An important limitation of this study is that only two clusters were randomized, and thus, the differences observed at the end of the study between the clusters located north and south of the river could theoretically be due to differences in living conditions in the two areas; however, as the two areas are largely comparable in terms of customs, diet, level of literacy, and agro‐pastoral activities, this seems to be an unlikely explanation of the results observed. Moreover, the lack of assessment of malaria in both groups during the intervention did not permit us to conclude on the safety of iron fortification in this endemic malaria area as shown in other studies (Prentice, Verhoef, & Cerami, 2013; Zlotkin et al., 2013). However, the iron concentration of the IC (3.75 mg/serving) is much lower than that of micronutrient powders (12.5 mg/serving) previously associated with increased risk of hospitalization and mortality in malaria‐endemic areas (Sazawal et al., 2006). This lower iron dose within a food matrix is unlikely to promote the appearance of plasma nontransferrin bound iron that can enhance bacterial virulence (Brittenham, 2012). The lack of information on compliance or the amount of cereal consumed is an additional study limitation. Finally, no formal adjustment for multiplicity was performed to account for multiple primary endpoints (seven parameters). However, if a Bonferroni correction is applied (p‐value of interest = .05/7 or .00714), differences between groups for six of the seven endpoints remain statistically significant at study end, with only hemoglobin no longer significant. Adjusting for multiplicity does not change the overall interpretation of the study results.

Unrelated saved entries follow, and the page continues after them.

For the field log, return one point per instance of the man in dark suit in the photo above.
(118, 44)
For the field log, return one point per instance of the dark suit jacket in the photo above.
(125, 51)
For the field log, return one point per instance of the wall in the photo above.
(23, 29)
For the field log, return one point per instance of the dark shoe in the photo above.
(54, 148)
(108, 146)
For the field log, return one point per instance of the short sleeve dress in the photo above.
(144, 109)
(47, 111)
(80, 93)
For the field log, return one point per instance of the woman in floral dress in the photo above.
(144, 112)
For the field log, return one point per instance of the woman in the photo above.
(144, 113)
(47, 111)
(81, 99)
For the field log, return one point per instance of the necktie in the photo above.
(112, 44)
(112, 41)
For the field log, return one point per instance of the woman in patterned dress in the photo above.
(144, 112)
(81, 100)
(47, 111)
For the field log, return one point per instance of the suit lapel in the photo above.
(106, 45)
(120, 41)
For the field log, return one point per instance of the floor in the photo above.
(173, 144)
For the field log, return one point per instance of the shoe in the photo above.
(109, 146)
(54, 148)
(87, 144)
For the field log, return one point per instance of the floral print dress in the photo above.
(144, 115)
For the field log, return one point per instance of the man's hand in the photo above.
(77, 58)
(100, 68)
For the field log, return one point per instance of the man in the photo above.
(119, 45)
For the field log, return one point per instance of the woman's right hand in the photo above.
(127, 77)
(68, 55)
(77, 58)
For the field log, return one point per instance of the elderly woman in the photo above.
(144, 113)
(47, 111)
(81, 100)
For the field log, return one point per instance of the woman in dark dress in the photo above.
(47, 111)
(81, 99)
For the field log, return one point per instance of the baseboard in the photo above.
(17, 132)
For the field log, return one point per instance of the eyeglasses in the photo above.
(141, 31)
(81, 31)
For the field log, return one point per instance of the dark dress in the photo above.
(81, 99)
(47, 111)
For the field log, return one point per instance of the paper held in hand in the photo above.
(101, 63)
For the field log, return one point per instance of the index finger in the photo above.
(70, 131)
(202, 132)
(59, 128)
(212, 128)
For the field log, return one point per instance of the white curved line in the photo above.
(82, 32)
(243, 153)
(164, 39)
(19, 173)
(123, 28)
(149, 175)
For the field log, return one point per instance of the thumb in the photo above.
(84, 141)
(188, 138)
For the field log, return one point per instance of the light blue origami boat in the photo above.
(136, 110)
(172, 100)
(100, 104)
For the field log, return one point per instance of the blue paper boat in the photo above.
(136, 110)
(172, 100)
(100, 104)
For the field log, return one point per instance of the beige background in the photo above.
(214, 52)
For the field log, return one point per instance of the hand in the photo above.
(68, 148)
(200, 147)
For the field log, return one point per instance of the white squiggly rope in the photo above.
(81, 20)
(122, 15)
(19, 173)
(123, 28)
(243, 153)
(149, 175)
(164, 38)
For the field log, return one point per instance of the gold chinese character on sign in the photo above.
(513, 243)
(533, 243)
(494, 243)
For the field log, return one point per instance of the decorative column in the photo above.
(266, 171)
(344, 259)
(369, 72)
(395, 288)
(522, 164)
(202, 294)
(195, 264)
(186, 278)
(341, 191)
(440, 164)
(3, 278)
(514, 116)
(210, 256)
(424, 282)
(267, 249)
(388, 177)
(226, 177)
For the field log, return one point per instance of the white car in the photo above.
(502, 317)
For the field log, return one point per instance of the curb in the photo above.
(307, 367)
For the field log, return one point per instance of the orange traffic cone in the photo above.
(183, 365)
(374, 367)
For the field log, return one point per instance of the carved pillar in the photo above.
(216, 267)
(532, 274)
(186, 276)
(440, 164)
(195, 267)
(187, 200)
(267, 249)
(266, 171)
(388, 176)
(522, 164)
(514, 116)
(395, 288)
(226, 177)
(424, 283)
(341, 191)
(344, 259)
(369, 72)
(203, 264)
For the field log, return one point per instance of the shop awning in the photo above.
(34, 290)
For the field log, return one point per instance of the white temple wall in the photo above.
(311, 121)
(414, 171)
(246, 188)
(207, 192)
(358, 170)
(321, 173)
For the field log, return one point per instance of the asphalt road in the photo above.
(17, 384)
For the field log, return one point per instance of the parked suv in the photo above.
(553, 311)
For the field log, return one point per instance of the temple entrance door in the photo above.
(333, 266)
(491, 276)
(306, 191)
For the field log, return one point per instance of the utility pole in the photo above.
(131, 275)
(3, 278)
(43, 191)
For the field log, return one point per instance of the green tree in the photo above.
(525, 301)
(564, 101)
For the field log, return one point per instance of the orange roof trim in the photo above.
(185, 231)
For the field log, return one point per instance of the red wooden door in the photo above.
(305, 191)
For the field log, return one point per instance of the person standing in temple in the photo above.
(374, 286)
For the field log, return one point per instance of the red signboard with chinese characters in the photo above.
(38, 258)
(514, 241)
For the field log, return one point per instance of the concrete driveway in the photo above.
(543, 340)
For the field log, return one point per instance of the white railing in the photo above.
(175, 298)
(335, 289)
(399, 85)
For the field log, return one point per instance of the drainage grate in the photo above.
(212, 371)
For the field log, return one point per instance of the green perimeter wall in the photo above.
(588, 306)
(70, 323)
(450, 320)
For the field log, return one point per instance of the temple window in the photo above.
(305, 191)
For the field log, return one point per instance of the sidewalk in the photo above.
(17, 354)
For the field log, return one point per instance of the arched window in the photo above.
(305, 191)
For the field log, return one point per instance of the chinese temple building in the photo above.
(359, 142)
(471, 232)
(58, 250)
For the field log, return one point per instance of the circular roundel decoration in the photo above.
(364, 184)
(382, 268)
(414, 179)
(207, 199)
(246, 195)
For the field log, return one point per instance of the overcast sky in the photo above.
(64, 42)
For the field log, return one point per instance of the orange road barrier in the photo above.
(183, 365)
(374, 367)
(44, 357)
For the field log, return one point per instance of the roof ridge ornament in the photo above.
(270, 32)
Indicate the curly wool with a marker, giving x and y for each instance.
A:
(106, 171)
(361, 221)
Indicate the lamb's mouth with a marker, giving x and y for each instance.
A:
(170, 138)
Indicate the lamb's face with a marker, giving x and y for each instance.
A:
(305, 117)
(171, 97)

The strengths of the study include the rural setting and subject selection process, which resulted in a study population that is generally representative of this area of Cameroon and other regions of Africa. In addition, the cluster‐randomized design helped minimize treatment “contamination” between intervention and control participants, which can reduce the apparent effectiveness of an intervention (Torgerson, 2001).

CONCLUSION

In conclusion, these results suggest that daily consumption of micronutrient‐fortified IC enriched with 7.5 mg of iron as ferrous fumarate for 6 months improved hemoglobin and iron status and decreased the prevalence of anemia, iron deficiency, and iron deficiency anemia in children under 5 years of age in a malaria‐endemic setting, in which it is more difficult to demonstrate a positive effect due to the high infection rate. In addition, the children receiving the iron‐fortified IC had improved growth parameters. Given that most households in this region consume wheat flour, a geographically expanded program of iron fortification of affordable cereals in association with other public health interventions, such as prevention of malaria and promotion of immunization, could help to prevent and correct iron deficiency anemia and improve nutritional status in the locality of Salapoumbé, and possibly throughout Cameroon and beyond.

CONFLICT OF INTEREST

NPH is employed by Société des Produits Nestlé SA. No other author has any conflict of interest to report.

ETHICAL APPROVAL

This study was approved by the Comité National d'Ethique et de la Recherche pour la Santé Humaine du Cameroun, and administrative authorization was received from the Cameroon Ministry of Public Health.

INFORMED CONSENT

Written informed consent was obtained from the parents of all study participants.